La métamorphose était stupéfiante lorsqu'il cracha :

- Allons, jeune homme, ne me servez pas ce baratin : on vous donne les clés d'un des zoos où sont enfermés les pires nuisibles de ce pays, alors ne me faites pas croire que vous n'avez pas envie de voir à quoi ils peuvent bien ressembler. Etes-vous déçu ? Vous m'imaginiez avec de grands crocs dépassant d'une gueule sanguinolente et des touffes de poils sortant de mes oreilles ? Je n'ai commis aucune faute, comme vous dites ! Ce sont les flics qui m'ont collé toutes ces saloperies sur le dos !

- Ne m'appelez pas jeune homme, M. Lucas, mon âge n'a rien à voir avec les fonctions que j'exerce. En outre, je ne suis pas là pour vous rejuger : la justice vous a condamné à la peine capitale, je m'en tiens là.

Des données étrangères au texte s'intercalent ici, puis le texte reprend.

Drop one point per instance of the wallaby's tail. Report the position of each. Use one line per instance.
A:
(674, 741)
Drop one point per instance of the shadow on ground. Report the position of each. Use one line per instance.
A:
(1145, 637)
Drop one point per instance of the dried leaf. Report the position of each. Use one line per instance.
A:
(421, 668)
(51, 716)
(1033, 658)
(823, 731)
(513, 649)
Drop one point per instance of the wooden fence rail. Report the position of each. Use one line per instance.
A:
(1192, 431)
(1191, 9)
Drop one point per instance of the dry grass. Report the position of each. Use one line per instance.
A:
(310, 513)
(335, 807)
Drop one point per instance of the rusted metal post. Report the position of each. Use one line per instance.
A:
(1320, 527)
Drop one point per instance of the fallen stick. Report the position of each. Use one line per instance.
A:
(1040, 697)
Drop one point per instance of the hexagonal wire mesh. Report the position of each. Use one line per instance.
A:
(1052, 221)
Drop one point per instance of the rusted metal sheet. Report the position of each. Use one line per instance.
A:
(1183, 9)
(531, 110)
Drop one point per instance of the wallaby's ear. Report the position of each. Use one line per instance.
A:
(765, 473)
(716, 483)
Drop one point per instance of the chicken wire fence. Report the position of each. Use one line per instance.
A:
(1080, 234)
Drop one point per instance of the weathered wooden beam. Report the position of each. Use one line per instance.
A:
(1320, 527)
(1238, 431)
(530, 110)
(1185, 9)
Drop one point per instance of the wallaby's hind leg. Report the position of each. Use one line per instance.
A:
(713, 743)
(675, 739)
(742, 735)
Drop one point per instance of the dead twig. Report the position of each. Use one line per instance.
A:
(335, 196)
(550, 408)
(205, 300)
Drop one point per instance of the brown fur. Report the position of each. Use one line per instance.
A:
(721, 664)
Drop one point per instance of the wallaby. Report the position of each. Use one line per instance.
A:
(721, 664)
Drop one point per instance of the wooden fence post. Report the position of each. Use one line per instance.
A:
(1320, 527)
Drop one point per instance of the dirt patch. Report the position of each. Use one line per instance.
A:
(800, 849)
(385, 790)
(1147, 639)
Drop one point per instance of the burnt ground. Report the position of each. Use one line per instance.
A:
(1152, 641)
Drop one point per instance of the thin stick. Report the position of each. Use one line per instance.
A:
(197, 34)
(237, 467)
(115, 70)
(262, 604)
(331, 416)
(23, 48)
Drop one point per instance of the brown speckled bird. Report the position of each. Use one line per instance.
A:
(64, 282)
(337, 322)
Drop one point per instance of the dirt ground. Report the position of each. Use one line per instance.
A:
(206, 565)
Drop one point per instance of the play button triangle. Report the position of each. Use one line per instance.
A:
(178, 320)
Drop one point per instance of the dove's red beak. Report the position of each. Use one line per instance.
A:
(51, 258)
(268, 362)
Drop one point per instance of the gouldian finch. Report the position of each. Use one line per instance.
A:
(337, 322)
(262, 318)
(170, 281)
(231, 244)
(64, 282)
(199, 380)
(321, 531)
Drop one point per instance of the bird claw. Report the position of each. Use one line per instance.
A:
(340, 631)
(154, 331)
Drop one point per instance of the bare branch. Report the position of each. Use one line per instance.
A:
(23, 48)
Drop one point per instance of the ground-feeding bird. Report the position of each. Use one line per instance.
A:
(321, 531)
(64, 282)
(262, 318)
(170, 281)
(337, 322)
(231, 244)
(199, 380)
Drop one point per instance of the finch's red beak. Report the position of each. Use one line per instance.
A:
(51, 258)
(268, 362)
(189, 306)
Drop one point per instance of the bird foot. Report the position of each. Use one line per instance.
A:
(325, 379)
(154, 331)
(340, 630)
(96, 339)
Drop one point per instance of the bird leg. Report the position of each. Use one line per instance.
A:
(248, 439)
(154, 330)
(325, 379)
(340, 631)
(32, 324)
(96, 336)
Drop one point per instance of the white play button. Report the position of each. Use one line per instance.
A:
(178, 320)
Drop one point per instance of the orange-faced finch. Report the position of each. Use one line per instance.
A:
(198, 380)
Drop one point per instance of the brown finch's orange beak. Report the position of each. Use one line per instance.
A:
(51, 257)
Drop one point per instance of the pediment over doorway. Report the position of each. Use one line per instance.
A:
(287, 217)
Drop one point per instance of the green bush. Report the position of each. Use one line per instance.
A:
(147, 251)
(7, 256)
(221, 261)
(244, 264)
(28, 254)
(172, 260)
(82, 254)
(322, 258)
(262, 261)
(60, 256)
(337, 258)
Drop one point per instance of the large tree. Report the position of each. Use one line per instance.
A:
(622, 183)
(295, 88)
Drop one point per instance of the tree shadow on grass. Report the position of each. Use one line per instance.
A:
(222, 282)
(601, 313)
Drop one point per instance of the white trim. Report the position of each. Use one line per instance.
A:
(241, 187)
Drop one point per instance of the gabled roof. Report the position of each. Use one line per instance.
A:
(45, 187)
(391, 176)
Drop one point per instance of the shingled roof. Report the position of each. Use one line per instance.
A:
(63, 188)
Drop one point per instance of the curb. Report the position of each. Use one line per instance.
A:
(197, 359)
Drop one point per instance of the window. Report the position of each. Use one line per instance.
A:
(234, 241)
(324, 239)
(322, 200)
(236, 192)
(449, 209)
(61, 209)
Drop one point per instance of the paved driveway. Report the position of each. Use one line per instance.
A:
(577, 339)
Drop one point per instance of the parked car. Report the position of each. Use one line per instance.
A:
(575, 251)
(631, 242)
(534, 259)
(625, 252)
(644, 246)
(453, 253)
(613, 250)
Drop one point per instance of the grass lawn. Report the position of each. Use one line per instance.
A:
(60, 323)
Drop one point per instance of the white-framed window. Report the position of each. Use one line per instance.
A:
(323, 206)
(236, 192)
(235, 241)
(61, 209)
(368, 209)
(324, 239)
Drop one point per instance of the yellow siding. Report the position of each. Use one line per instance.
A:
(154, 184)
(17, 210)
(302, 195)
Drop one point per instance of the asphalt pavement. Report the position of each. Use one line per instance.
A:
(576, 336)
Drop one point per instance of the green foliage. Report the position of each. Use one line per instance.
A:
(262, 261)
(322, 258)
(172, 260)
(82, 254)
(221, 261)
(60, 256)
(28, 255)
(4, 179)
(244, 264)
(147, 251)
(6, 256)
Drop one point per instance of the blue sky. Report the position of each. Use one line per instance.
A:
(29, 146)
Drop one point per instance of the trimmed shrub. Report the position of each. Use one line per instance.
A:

David pouvait voir à travers le plexiglas les veines de son cou gonflées à se rompre et ses yeux injectés de sang.

- « La justice vous a condamné à la peine capitale, je m'en tiens là » fit-il, répétant la phrase de David avec une mimique simiesque et en imitant sa voix d'une façon absolument saisissante de réalisme.

Il avança jusqu'à toucher la vitre :

- Vous et Finch, priez le ciel que je ne vous rencontre pas un jour sans cette cloison, dans ce monde ou dans l'autre, gronda-t-il d'un ton à glacer le sang tandis qu'il passait lentement sa langue sur ses lèvres.

David allait répondre mais Finch lui mit la main sur le bras gauche, l'obligeant à rompre ce face à face aussi malsain qu'inutile.


Le deuxième détenu, Shelton, était en apparence beaucoup plus affable mais David se rendit compte très vite que sous son aspect débonnaire, ce gros type qui avait été adjoint d'un shérif de comté était d'une perversité innommable. Il dégageait le charisme d'un serpent à sonnette et, avec son sourire malsain, faisait froid dans le dos, demandant à David s'il était au courant de ses « exploits » qu'il se réjouissait visiblement de raconter pour peu qu'on le lui demandât.

David se dit qu'il devait avoir ce même sale sourire en violant et en torturant ces pauvres filles.

Il commençait vraiment à se sentir mal.

- Venez, David, dit John Finch en le prenant fermement par le bras, que je vous présente ce bon M. Mac Callum avant de vous montrer la salle d'exécution.